Wake-word and keyword spotting
8.2. Wake-word and keyword spotting#
Full large-vocabulary speech recognition is unnecessary and far too expensive for many practical applications. For a table lamp, it would quite sufficient if it understands “Light off” and “Light on.” Besides, most of the time, speech devices are just sitting there waiting for instructions when nobody is speaking. Speech recognition algorithms moreover use a lot of computational resources such that it would be wasteful to have them analyse sounds when there is no speech present. Voice activity detection (VAD) takes care of the first part, to detect whether speech is present or not, such that all activities are in a sleep mode when speech is not present.
Wake-word and keyword spotting refer to small-vocabulary speech recognition tasks. They are used either in very simple applications where proper speech recognition is unnecessarily complex (keyword spotting), and in pre-processing tasks, where we want to save resources by waiting for a “Hey computer!”. In the latter task, wake-word spotting is thus a trigger for more complex speech processing tasks. Though the two tasks have rather different objectives, the underlying technology is very similar and they will here be discussed jointly.
Most typically wake-word and keyword spotting algorithms run on devices with limited resources. They can be limited in memory footprint and in computation resources (CPU power) or often both. Increasing amount of memory or using a larger CPU would both increase cost of device (investment cost), but would also require more power (maintenance cost). In small devices such marginal costs are a very significant part of the overall cost of the device.
The overall structure of of keyword-spotting algorithms is illustrated below. The input speech signal is first converted to a feature representation, such as MFCCs, which are fed to a neural network, and the output is the likelihood of each keyword.

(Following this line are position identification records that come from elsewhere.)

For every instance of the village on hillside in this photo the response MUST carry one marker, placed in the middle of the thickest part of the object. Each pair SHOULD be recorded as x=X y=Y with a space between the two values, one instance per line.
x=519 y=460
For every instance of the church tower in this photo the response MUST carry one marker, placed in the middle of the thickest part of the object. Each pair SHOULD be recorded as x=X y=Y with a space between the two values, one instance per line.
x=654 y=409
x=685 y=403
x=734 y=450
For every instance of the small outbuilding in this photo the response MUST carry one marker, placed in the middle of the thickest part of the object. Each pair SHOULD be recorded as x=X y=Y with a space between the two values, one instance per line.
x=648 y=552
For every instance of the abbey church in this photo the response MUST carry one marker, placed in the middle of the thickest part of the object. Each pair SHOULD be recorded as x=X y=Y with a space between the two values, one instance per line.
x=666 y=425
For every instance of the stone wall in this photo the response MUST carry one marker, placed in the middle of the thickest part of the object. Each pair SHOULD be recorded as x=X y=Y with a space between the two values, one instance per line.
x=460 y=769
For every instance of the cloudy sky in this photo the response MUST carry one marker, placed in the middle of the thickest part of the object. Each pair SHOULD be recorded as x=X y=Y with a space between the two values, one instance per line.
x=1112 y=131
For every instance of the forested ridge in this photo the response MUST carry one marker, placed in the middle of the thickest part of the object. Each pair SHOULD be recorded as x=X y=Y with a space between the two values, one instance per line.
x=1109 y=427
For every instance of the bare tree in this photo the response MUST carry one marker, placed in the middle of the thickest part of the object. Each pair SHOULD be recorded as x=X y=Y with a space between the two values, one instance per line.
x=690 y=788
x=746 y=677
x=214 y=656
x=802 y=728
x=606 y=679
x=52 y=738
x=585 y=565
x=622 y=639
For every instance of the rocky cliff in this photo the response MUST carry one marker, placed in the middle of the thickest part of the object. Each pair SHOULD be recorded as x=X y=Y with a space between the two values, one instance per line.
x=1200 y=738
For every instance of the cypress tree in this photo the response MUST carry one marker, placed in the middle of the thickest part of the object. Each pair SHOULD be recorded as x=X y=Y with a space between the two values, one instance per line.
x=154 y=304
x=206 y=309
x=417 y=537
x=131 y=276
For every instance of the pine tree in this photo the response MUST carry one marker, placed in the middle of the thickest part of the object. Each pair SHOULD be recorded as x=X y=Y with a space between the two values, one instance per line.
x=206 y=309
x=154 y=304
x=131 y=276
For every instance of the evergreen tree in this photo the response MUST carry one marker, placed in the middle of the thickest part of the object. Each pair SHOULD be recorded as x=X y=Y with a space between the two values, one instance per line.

Adapted from [Zhang et al., 2017]
In other words, keyword and wake-word spotters have a small set of accepted keywords, which are hard-coded into the software. If we have N possible keywords, then the neural network has N outputs corresponding to the probability that the input is each of those keywords. The output is then thresholded such that that keyword is chosen which has the largest probability.
The choice of structure for the neural network is highly dependent on the device constraints as well as the objective, operating environment and context of the application. Usually the structure is a deep neural network featuring some recurrent, convolutional and long-short term memory (LSTM) components.
A central challenge in training keyword spotting algorithms is finding and choosing training data. To get good quality, you would typically need several tens of thousands of utterances of the keywords, spoken by a large range of different speakers and in different environments. For example the “Speech Commands Dataset” by Google has 65.000 utterances of 30 short words. However, the choice of keywords is naturally dependent on those functions that the keyword spotter should activate, or the desired wake-word. For real-world applications we therefore often cannot use pre-collected datasets, but have to collect our own. You can just imagine the workload required to collect 65.000 utterances from over a thousand speakers!